Das Lentivirus-Partikel verschmilzt mit der Wirtszellmembran und setzt das Plasmid frei, das sich schließlich in das Genom der Wirtszelle integriert, um die CRISPR-Cas9-BE-Gensegmente zu bilden. Diese Gene erzeugen eine BRCA1-targeting-gRNA, eine Cas9-Endonukompaktase und eine BE-Cytidin-Desaminase.
Die BRCA1-targeting-gRNA ist eine RNA, die mit Cas9 fusioniert und den Komplex zum BRCA1-Genlocus leitet. In der Nähe dieses Gens befindet sich ein Protospacer Adjacent Motif (PAM), an dem BE stabil andocken und sich stromaufwärts bewegen kann, um seine aktive katalytische Region zu erreichen. Hier erkennt der BE eine Cytidinbase und wandelt sie in Uridin um.
Diese Basensubstitutionsmutation löst die Cas9-Nuklease aus, um den unmodifizierten DNA-Strang zu durchtrennen. Der Bruch des DNA-Strangs aktiviert Reparaturenzyme, die die fehlende Base auffüllen und Uracil, eine Nicht-DNA-Base, in Thymin umwandeln. Insgesamt erzeugen diese Prozesse eine Genvariante.

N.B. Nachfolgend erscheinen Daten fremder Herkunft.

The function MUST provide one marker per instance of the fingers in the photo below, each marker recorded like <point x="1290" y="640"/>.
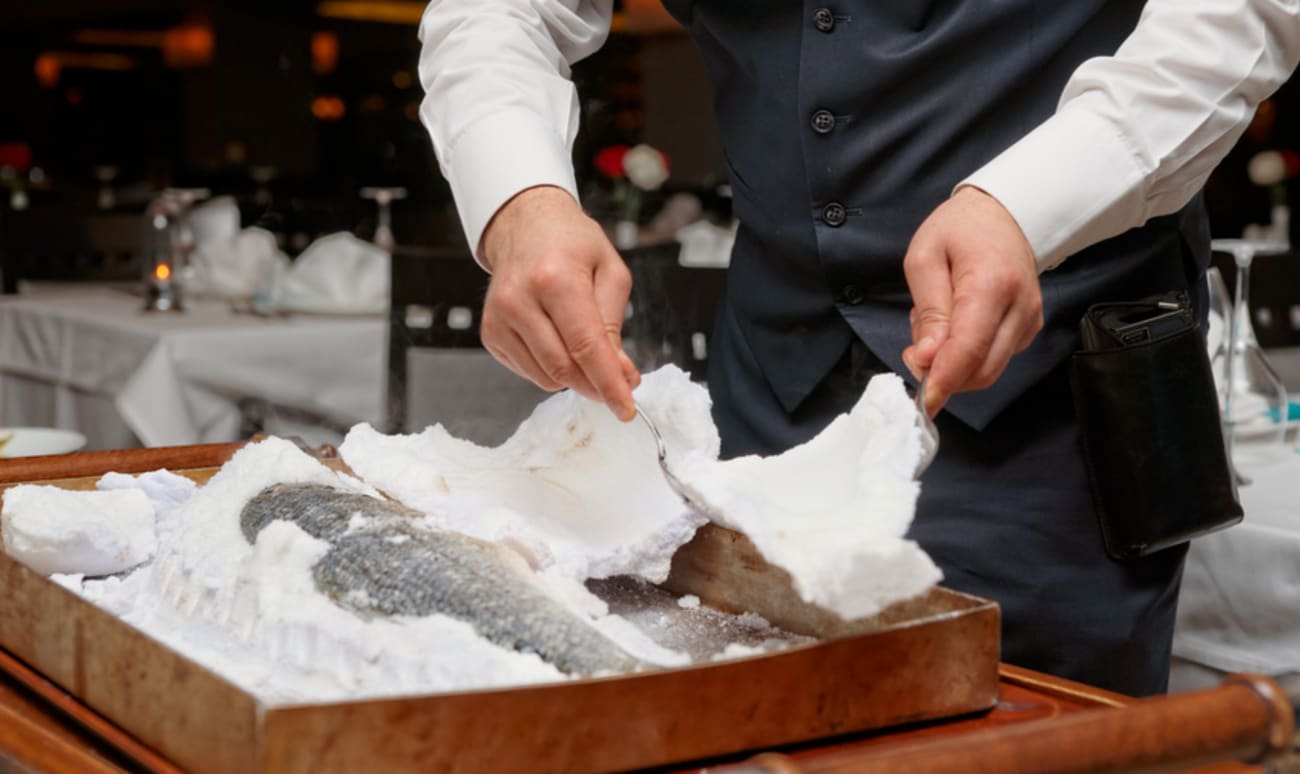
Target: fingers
<point x="930" y="280"/>
<point x="612" y="288"/>
<point x="976" y="298"/>
<point x="555" y="303"/>
<point x="570" y="302"/>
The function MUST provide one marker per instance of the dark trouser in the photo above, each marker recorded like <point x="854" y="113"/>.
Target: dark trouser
<point x="1005" y="513"/>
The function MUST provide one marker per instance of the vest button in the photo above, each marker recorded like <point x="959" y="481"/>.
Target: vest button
<point x="823" y="18"/>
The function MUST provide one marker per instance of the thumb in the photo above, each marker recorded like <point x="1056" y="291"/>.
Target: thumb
<point x="612" y="288"/>
<point x="930" y="280"/>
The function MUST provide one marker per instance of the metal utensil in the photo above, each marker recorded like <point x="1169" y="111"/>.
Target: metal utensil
<point x="928" y="432"/>
<point x="688" y="493"/>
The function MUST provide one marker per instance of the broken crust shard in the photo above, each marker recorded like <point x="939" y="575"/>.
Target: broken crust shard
<point x="833" y="511"/>
<point x="573" y="489"/>
<point x="580" y="494"/>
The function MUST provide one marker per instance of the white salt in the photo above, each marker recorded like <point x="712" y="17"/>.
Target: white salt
<point x="833" y="511"/>
<point x="53" y="530"/>
<point x="573" y="489"/>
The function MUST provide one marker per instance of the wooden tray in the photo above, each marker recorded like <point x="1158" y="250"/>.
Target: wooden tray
<point x="927" y="658"/>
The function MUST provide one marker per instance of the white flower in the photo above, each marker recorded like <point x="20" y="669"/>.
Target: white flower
<point x="646" y="167"/>
<point x="1268" y="168"/>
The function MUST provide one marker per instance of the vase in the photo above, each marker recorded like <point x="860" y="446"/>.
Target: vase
<point x="625" y="234"/>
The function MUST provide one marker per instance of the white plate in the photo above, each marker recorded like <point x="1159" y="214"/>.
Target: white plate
<point x="30" y="441"/>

Inkubieren Sie nun die Zellen unter physiologischen Bedingungen und in Subkultur, um die Genvariante zu vermehren. Extrahieren Sie genomische DNA und sequenzieren Sie sie, um die Effizienz der CRISPR-vermittelten Baseneditierung zu analysieren.
Säen Sie einen Tag vor der Transfektion 5 x 105 HAP1-BE3-Zellen pro Well in 24-Well-Platten und kultivieren Sie sie, um eine Konfluenz von 70 % bis 80 % für die Transfektion zu erreichen. Transfect BRCA1-targeting-Guide-RNAs unter Verwendung der gekauften Transfektionsreagenzien gemäß dem Protokoll des Herstellers. Verwenden Sie 1 Mikrogramm BRCA1-Targeting-Guide-RNAs, um die Umwandlung von CG in TA an BRCA1-Zielstellen zu induzieren. Inkubieren Sie die Zellen dann bei 37 Grad Celsius und subkulturieren Sie alle 3 bis 4 Tage. Ernten Sie die Zellpellets 3, 10 und 24 Tage nach der Transfektion, um die Effizienz der Baseneditierung zu analysieren. Extrahieren Sie genomische DNA mit dem genomischen DNA-Aufreinigungskit.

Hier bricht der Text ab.